The Environmental Protection Agency estimates that if each building owner took on the challenge to become green, by 2015, Americans would reduce the greenhouse gas emissions by amounts equal to the emissions from 15 million vehicles, while saving $10 billion. These undeniable facts and statistics jumped off the pages and inspired change through action. Some of the largest names in Long Island real estate have taken huge leaps in an effort to be more "green." From developers to landlords, Long Island has put itself on the map when it comes to "going green."
In 2003, Russell Albanese of the Albanese Organization together with Castagna Realty, the owner of Americana Manhasset shopping center, ventured to modernize an existing office building into the first green office building on Long Island. 1001 Franklin Ave. in Garden City set the standard for green buildings and revolutionized the future of Long Island's commercial structures. The building features recycled and natural materials including stone floors and recycled furniture fabric. Rainwater is collected and stored in a 5,000 gallon tank in the basement supplying water to irrigate the landscaping of the building. A state-of-the-art HVAC system reduces power use and features a high-quality filtration system designed to catch dust, pollen and impurities. The paints and adhesives used throughout the building are also environmentally responsible. Even the cleaners used to keep up the building are ammonia free and peroxide-based instead of chlorine
reducing the amount of pollutants being emitted into the air. Every detail of 1001 Franklin Ave. is carefully designed to minimize the building's environmental impact.

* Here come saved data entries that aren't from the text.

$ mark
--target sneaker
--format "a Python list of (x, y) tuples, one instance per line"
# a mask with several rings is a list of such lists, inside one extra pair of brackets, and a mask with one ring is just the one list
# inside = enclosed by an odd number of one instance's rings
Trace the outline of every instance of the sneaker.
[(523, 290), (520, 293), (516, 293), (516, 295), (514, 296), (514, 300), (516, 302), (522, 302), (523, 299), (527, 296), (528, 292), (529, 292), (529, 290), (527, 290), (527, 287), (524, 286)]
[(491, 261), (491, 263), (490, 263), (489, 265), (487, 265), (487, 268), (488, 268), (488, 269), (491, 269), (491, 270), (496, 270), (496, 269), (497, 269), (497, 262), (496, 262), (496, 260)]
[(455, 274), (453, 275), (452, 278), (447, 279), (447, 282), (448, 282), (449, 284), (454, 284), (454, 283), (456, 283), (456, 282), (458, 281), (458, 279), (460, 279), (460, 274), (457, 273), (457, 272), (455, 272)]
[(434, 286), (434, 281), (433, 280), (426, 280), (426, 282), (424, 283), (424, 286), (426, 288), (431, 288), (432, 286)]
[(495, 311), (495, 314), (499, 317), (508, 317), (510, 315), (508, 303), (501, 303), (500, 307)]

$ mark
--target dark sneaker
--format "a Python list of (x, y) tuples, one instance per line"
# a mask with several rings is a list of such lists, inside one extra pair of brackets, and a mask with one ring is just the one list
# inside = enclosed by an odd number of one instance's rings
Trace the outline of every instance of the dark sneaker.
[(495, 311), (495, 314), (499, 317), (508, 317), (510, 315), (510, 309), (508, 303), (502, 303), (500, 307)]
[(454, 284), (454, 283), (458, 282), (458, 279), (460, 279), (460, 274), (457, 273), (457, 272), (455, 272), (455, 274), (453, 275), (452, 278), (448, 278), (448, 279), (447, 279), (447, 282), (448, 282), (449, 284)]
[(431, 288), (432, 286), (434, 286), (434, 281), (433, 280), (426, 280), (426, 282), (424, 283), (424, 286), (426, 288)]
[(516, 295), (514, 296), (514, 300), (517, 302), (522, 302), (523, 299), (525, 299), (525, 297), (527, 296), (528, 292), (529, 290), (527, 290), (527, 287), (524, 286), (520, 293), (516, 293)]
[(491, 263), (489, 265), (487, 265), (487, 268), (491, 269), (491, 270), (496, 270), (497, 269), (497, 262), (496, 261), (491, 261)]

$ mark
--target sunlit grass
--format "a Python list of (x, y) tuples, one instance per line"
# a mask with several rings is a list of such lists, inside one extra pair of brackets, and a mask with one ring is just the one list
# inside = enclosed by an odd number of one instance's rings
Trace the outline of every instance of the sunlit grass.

Since 2003, many of Long Island's landlords have been making similar upgrades and changes to their buildings' structure and function.
Long Island realizes that it is equally as important to build a green building as it is to operate it responsibly. Strict recycling programs have been implemented in buildings such as 600 Old Country Rd., owned by Vincent and Michael Polimeni. In addition to the new recycling program, new burners have also been installed to alleviate energy use. Improvements to existing structures are the key to ensuring an
environmentally conscious Long Island.
Aside from implementing changes to existing structures and building new office buildings from scratch, Long Island has been flooded with new ideas on how to solve the dilemma of environmental sustainability. Vincent Polimeni has proposed building a tunnel to connect Syosset on Long Island's north shore and Rye in Westchester County. The proposed project will save an estimated 24 million gallons of gas per year and reduce air pollution by 16.7% throughout the entire North Eastern region. Donald Trump has proposed building a green restaurant to replace the recently demolished Boardwalk Restaurant in Jones Beach.
With thousands of commercial properties on Long Island, the opportunities to build green are limitless. Revolutionary thinkers and ideas are the key to promoting a healthy and sustainable environment. Long Island's future depends on innovative thinkers. Judging by the recent surge of environmental initiatives, commercial real estate on Long Island is sure to flourish in a responsible way.